Pain interactions with other systems

Answer 27

Interactions with other systems -> e.g., irritable bowel syndrome, brain-gut dysfunction, Sex differences in pain perception: Some disorders associated with a particular sex, e.g., cluster headaches – male. migraine, TMJ, Rheumatoid Arthritis, Fibromyalgia – female

Question 28

Pain perception in females

Answer 28

Pain perception (thresholds) differ with sex Females report: -> more intensive acute pain -> more chronic pain -> greater intensity -> pain in more bodily areas -> longer duration.

Question 29

Why are there sex differences in pain perception?

Answer 29

Biological factors -> Genetic differences -> Sex hormones -> Brain imaging. Psychosocial factors -> Negative emotion -> Coping strategies -> Social influences

Question 30

Sex differences in opiodergic mechanisms

Answer 30

Differential sensitivity to morphine in males and females (to get same pain relief) - females tend to be more sensitive (need less morphine) Mu opioid receptor activity -> females may show less endogenous analgesic effects -> differential distribution and activation of receptors in male/females.
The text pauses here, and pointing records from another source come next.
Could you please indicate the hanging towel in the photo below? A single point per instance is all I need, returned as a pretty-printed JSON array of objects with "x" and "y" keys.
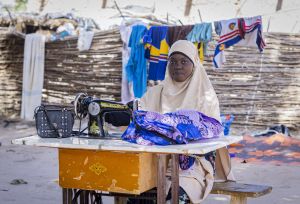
[
  {"x": 239, "y": 32},
  {"x": 33, "y": 74},
  {"x": 126, "y": 87},
  {"x": 201, "y": 33},
  {"x": 155, "y": 40},
  {"x": 178, "y": 33},
  {"x": 136, "y": 70}
]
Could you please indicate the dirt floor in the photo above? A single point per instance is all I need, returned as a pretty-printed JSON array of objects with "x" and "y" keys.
[{"x": 29, "y": 174}]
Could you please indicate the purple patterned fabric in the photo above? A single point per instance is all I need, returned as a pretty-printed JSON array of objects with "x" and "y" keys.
[
  {"x": 171, "y": 128},
  {"x": 179, "y": 127}
]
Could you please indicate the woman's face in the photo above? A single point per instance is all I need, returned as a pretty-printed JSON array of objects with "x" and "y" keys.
[{"x": 180, "y": 67}]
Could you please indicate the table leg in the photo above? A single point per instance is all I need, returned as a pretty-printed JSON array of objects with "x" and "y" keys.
[
  {"x": 175, "y": 178},
  {"x": 65, "y": 195},
  {"x": 161, "y": 179},
  {"x": 70, "y": 195}
]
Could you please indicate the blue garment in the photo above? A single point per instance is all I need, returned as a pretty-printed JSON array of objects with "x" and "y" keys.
[
  {"x": 136, "y": 69},
  {"x": 200, "y": 33},
  {"x": 218, "y": 27},
  {"x": 155, "y": 40}
]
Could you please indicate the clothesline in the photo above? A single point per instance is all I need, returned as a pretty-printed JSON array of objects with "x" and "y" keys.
[{"x": 146, "y": 48}]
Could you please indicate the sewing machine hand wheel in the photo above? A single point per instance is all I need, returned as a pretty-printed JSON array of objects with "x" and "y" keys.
[{"x": 78, "y": 106}]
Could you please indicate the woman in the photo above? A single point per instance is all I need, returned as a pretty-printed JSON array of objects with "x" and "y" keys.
[{"x": 186, "y": 86}]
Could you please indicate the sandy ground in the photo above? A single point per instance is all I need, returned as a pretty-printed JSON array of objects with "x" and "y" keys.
[{"x": 39, "y": 168}]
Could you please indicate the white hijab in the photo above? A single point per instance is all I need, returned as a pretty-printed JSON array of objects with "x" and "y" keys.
[{"x": 196, "y": 93}]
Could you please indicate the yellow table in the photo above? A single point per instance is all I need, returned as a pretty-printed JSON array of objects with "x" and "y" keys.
[{"x": 118, "y": 166}]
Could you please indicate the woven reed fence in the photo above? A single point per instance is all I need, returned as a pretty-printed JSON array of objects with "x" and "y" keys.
[{"x": 258, "y": 89}]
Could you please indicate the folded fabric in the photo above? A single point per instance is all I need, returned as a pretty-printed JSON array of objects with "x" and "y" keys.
[{"x": 178, "y": 127}]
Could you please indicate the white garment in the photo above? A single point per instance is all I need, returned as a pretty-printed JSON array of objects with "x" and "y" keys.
[
  {"x": 197, "y": 181},
  {"x": 196, "y": 93},
  {"x": 33, "y": 74}
]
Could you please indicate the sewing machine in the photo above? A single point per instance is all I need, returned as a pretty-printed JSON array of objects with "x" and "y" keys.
[{"x": 100, "y": 112}]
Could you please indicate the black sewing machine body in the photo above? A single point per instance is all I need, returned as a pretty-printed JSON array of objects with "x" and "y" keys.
[{"x": 100, "y": 112}]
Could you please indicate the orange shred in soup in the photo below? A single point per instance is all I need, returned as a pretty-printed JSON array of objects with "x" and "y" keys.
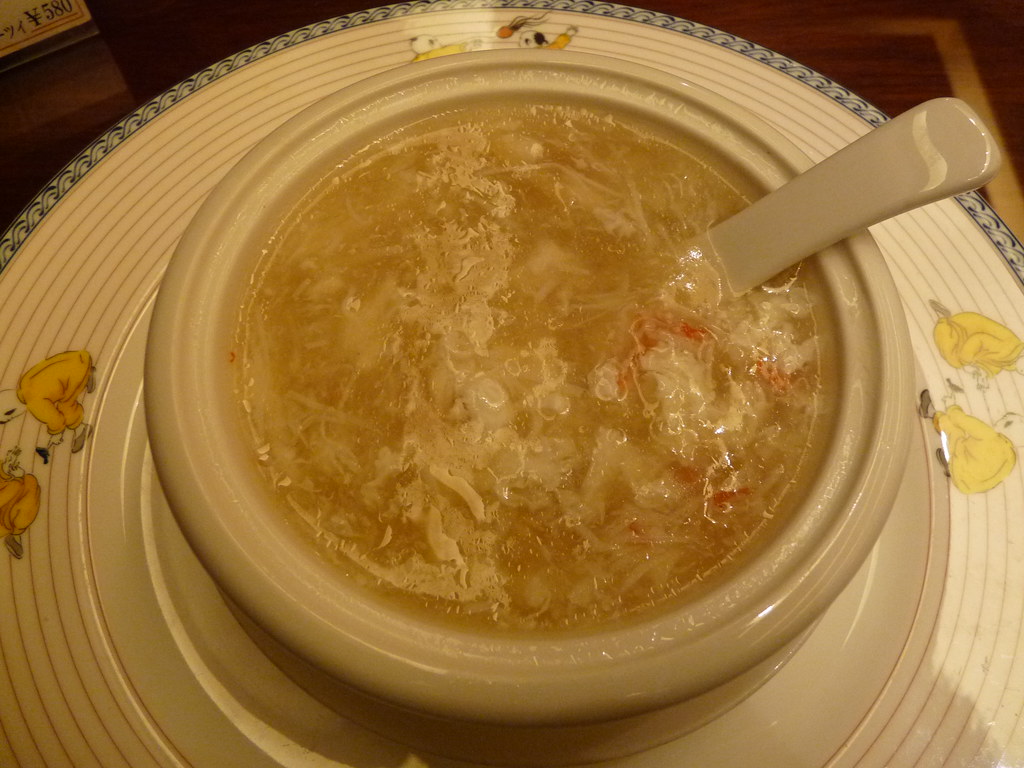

Kappa opioid receptor agonists have stronger analgesic effects in females -> mediated by melanocortin-1 receptor (Mc1r) (also involved in regulating skin and hair colour) -> Women with the Mc1r2 allele (associated with red hair and fair skin) display greater analgesic response than men with same allele or females with other variants. Need for: Sex specific treatments, Pharmacogenetics, Other descending control mechanisms.